Intervention de Antonio A. Casilli

Réunion du mercredi 17 mai 2023 à 14h00
Commission d'enquête relative aux révélations des uber files : l'ubérisation, son lobbying et ses conséquences

Antonio A. Casilli, professeur de sociologie :

La partie non émergée, ou invisible, dont je parle est un phénomène véritablement global, qui place le législateur face aux limites de son action au niveau national comme international. Les entreprises qui produisent des solutions d'intelligence artificielle sont essentiellement situées dans des pays du Nord et dans certains pays dits émergents mais qui ont en réalité déjà émergé, comme la Chine ou l'Inde. Les pays dans lesquels on trouve la vaste majorité des personnes qui, à longueur de journée, regardent ce que les véhicules autonomes enregistrent, et annotent – c'est-à-dire enrichissent – ces données pour réaliser ce qu'on appelle l'apprentissage automatique, sont dans des pays à faible revenu situés généralement dans le Sud.

Avec mon groupe de recherche, DipLab (Digital platform labor), j'ai enquêté sur les personnes qui, en Afrique et en Amérique latine, effectuent ce travail. Il consiste grosso modo à prendre les images qu'enregistre le véhicule autonome – qui est une sorte d'ordinateur sur roues, équipé de dispositifs enregistrant tout ce qui se passe aux alentours – et à annoter chacun de ces photogrammes. En pratique, chaque personne détoure chaque objet qui y apparaît, comme les autres véhicules ou les feux de circulation, de sorte que le véhicule autonome apprenne ce qu'est un autre véhicule ou un feu. Sont par ailleurs ajoutés des labels, c'est-à-dire des étiquettes. Ce n'est pas considéré comme un travail à forte valeur ajoutée ; les ingénieurs d'Uber le qualifient souvent de travail low-skilled, requérant une faible compétence, et en ont une vision assez négative : Anthony Levandowski, longtemps directeur de la division véhicules commerciaux au sein de l'entreprise, définissait ces travailleurs comme des robots humains. Leur salaire médian dans le monde est de 2 dollars de l'heure, selon une estimation effectuée par un collègue d'Oxford en 2020 et qui reste largement valable d'après nos propres recherches.
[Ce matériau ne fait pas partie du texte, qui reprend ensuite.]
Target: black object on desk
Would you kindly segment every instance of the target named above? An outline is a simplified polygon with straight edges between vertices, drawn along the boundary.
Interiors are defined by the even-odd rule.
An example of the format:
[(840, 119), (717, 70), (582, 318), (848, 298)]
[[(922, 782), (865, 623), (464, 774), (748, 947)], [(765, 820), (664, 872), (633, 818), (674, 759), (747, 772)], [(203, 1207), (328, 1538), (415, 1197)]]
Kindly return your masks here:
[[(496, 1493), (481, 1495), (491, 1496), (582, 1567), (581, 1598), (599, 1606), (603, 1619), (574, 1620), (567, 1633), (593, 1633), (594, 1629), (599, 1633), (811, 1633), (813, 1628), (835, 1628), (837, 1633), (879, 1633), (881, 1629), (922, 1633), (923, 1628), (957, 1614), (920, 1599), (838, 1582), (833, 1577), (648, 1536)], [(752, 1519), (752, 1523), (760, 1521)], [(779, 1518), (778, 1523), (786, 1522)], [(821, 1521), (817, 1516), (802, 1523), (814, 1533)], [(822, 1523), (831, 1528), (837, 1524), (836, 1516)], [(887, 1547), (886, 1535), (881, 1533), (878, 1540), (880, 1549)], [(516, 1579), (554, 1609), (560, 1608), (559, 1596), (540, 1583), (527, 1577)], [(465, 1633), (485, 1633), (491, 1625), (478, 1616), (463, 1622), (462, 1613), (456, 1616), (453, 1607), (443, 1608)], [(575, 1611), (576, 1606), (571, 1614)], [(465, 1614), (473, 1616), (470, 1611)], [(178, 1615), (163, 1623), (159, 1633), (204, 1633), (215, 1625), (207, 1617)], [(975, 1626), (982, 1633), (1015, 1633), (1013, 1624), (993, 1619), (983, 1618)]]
Plusieurs questions se posent, notamment liées à ce que le législateur peut faire. Dans quels pays se trouvent les personnes qui réalisent ce travail d'entraînement des intelligences artificielles, y compris celles de Uber ? Nous n'avons pas de données sur ce dernier point. Nous connaissons le nom des plateformes sur lesquelles Uber se sert car, à un moment, Uber les a rachetées ; mais, ce faisant, elle les a internalisées et ainsi protégées des regards des chercheurs, des législateurs et de toute autorité désireuse de rendre plus transparent ce processus d'entraînement.

Par ailleurs, qu'en est-il du statut de salarié de ces personnes ? Souvent, elles font partie de longues chaînes de sous-traitance qui s'appuient sur des plateformes qui n'ont donc pas de salariés à proprement parler, mais plutôt des usagers, lesquels se connectent pendant – prétendument – quelques minutes pour réaliser une tâche et sont payés à la tâche. C'est un retour au tâcheronnat du XIXe siècle, au travail payé à la pièce. Le problème va bien au-delà de la requalification du travailleur indépendant en salarié. Les chaînes de sous-traitance sont complexes parce qu'elles s'articulent parfois avec des entreprises plus classiques installées en Europe, y compris en France. Il y a là un mélange de formes d'organisation très diverses où l'encadrement du travail est souvent bien plus compliqué que le simple clivage entre salariat et travail indépendant.